Who's the one not really taking journalism seriously?
Consider one point of comparison: James Fallows who calls the guy the new Edward R. Murrow.
http://jamesfallows.theatlantic.com/archives/2009/03/its_true_jon_stewart_has_becom.php
And just today, CJR published a terrific piece about the Maddow and her brand of journalism of the absurd, no doubt largely inspired by Stewart.
http://www.cjr.org/essay/the_sarcastic_times.php
Btw, I believe Alissa Quart overstates the fundamental difference between Jon Stewart and Rachel Maddow's approaches to the news.
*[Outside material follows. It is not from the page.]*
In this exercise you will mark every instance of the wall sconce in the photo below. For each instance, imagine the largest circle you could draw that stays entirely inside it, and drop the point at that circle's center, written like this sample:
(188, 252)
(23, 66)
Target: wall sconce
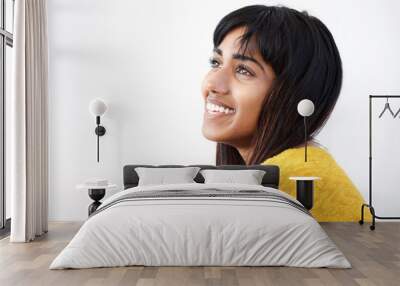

#3 Posted by Josh Young, CJR on Fri 13 Mar 2009 at 01:13 PM
Josh: See above.
#4 Posted by Megan Garber, CJR on Fri 13 Mar 2009 at 01:29 PM
You've got two options by my lights, Megan. You either (1) stick to your original words and tone, in which case my comment above remains applicable, or you (2) qualify them and emend the seriously flippant language you used originally, as you seem to do in your comment above, in which case my comment would involve thanks for an amazingly small-bore critique of headline arrangement.
The whole point of Jon Stewart's approach to the news is that he's found a brilliantly trenchant but funny method of approaching the world's affairs. I don't watch him, but for very many others, Jon Stewart makes the grimmest matters palatable. People trust his news judgment deeply, and they should. It certainly is not a game.
PS. I'm sorry if my hot-and-botheredness seems rude. I wish I had the time to moderate my pitch, but writing is not my job.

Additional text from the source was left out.